Since the global pandemic reached our shores, the Bank of Canada cut its overnight target interest rate in a number of unscheduled announcements, finally settling on the record low 0.25%. Understandably, these reductions were implemented in an effort to help offset the damaging effects of the COVID-19 pandemic on Canada’s economy.
With each subsequent announcement, the BoC has maintained that the current rate will hold until the country’s inflation objective of 2% is achieved, forecasting sometime in 2023. During the most recent announcement on April 21st, however, it appears that change is in the air as references to an earlier than predicted recovery, somewhere in the second half of 2022, and a suggestion of raising rates, may no longer be simple speculation.
It’s true that Canada’s economy, defying the pandemic and its unrelenting repercussions, is proving to be more resilient than anticipated, with signs of growth spurred in large part by a strong housing market and progress in vaccine distribution. This has seemingly led the BoC to rethink its original projection of reaching its target inflation, and altering its expectations for when the economy will be strong enough to handle a rise in rates.
Looking at inflation data
While the strength of the recovery may be unexpected, recent inflation data suggest the BoC shouldn’t be concerned about raising rates anytime soon. Canada’s Consumer Price Index (CPI), a Statistics Canada measurement of average changes in price that consumers pay for goods and services, and which the BoC uses to guide its interest rate decisions, was 1.1% in February, which is at the lower end of the desired range of 1-3%. In fact, recent inflation numbers have showed prices rising at the slowest rate since the financial crisis of 2008/09.
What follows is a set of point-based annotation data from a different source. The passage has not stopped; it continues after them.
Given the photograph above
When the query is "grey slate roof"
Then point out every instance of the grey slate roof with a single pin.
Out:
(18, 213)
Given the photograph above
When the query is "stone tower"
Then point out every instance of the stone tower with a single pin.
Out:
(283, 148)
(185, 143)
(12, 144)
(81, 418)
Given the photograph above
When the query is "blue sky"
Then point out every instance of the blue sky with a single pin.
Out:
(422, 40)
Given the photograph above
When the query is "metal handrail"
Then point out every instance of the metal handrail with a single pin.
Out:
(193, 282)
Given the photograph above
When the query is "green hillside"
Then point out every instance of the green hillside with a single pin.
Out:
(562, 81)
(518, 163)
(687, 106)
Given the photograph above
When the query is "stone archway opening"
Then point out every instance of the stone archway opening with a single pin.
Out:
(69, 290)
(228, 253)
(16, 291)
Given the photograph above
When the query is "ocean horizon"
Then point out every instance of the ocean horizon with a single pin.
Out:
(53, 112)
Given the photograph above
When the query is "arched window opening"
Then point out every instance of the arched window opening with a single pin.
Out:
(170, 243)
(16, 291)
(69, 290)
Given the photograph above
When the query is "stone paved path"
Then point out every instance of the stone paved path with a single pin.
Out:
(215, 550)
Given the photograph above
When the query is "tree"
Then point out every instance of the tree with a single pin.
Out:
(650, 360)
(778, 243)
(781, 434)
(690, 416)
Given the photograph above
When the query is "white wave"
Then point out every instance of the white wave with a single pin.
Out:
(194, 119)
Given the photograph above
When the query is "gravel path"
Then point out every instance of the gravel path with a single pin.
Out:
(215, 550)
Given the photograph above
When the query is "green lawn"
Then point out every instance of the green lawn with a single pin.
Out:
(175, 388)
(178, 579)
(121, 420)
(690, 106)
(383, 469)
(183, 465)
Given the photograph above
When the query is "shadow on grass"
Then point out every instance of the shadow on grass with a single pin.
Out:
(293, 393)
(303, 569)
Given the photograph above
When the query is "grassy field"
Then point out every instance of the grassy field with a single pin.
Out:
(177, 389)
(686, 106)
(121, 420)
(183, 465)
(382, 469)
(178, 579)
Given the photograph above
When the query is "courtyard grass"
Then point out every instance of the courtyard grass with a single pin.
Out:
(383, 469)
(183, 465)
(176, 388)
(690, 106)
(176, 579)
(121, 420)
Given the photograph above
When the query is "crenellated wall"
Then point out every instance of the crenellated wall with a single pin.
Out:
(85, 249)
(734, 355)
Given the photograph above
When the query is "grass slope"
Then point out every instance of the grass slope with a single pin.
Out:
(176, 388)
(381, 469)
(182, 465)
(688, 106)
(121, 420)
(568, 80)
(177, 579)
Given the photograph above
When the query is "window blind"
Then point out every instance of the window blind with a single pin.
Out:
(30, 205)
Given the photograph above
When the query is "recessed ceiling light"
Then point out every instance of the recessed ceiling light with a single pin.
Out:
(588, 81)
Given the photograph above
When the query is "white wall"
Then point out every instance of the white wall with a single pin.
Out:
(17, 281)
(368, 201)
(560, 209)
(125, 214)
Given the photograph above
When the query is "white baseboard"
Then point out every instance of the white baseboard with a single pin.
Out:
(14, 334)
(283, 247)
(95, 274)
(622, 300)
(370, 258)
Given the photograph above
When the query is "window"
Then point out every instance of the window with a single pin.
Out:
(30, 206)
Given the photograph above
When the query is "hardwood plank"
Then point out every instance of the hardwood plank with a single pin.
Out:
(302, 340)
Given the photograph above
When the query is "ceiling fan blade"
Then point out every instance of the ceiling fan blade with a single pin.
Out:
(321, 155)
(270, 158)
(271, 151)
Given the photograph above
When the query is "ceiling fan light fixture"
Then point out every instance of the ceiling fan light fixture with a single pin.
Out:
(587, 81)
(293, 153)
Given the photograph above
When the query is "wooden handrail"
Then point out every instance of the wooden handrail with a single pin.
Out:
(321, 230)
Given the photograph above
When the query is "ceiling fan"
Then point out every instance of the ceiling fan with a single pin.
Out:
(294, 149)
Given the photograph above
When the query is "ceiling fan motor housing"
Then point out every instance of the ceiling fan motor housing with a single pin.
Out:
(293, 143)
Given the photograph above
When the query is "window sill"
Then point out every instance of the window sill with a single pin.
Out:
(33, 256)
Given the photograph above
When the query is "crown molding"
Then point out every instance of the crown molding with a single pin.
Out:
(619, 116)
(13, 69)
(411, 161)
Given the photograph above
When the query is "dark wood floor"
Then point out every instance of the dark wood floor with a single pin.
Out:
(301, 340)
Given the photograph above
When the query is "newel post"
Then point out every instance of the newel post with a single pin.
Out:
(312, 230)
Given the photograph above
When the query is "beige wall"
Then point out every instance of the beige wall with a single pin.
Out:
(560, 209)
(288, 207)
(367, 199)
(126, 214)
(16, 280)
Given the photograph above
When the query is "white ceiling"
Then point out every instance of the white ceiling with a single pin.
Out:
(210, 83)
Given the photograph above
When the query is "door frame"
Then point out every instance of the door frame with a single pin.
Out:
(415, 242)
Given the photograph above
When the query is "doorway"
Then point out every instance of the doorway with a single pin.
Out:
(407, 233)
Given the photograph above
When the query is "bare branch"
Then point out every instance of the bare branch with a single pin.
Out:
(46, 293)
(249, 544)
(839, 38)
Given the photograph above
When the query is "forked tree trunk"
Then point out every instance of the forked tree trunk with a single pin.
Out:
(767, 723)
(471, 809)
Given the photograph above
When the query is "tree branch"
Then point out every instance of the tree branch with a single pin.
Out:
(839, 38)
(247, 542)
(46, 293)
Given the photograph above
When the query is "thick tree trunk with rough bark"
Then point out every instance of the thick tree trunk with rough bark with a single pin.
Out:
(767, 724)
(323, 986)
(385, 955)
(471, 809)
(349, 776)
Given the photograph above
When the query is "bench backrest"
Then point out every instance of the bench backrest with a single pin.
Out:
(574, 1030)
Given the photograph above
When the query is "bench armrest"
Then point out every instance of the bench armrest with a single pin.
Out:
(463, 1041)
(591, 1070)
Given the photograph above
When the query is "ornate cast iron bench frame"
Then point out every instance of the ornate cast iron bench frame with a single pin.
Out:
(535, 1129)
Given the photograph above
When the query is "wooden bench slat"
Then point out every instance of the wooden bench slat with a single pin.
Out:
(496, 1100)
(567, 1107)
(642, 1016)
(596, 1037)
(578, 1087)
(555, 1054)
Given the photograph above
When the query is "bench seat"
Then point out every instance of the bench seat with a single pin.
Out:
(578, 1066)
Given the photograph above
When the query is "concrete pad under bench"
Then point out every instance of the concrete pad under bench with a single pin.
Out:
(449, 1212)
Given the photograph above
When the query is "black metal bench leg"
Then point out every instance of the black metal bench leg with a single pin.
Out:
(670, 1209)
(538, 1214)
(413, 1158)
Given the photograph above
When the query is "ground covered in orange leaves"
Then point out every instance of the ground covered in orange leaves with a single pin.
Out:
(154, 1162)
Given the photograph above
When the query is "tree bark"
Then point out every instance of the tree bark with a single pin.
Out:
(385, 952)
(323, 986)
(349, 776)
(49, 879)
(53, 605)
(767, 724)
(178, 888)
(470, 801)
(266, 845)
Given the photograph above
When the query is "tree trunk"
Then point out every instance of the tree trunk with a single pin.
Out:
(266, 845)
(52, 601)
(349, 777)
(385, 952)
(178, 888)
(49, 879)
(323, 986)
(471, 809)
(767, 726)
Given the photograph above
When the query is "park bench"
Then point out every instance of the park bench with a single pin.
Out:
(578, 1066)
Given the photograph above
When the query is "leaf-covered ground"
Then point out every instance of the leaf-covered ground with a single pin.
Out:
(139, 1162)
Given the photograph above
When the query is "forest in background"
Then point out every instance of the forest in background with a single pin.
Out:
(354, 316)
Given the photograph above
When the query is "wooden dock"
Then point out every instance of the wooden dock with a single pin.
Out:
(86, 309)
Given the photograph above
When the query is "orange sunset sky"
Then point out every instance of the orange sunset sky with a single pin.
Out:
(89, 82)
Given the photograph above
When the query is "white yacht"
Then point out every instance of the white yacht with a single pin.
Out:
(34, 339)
As an aside, and to emphasize the accuracy and influence of the data, both the central bank and Statistics Canada devised a supplementary measure of the CPI to accommodate for changes in spending patterns resulting from COVID-19 constraints, allocating more weight to purchases bought during lockdowns and less weight to items that have been temporarily banned.
In addition, the boundless third wave of the pandemic, led by highly contagious variants, accompanying restrictions and enhanced containment measures, could potentially mar any upwards trajectory impeding both growth and recovery. As such, many experts feel it’s too soon to be discussing rate hikes, particularly while the current low-rate environment is having its intended effect – more affordable borrowing is encouraging consumer spending and fostering economic stability when it’s needed most.
Canada’s central bank is tasked with promoting the economic and financial welfare of the country. During times of crisis, this mandate includes providing the appropriate degree of monetary and economic stimulus to support responsible recovery. The time will come when a rise in rates will be necessary, but Canadians need to be ready for it and experts agree we’re not there yet.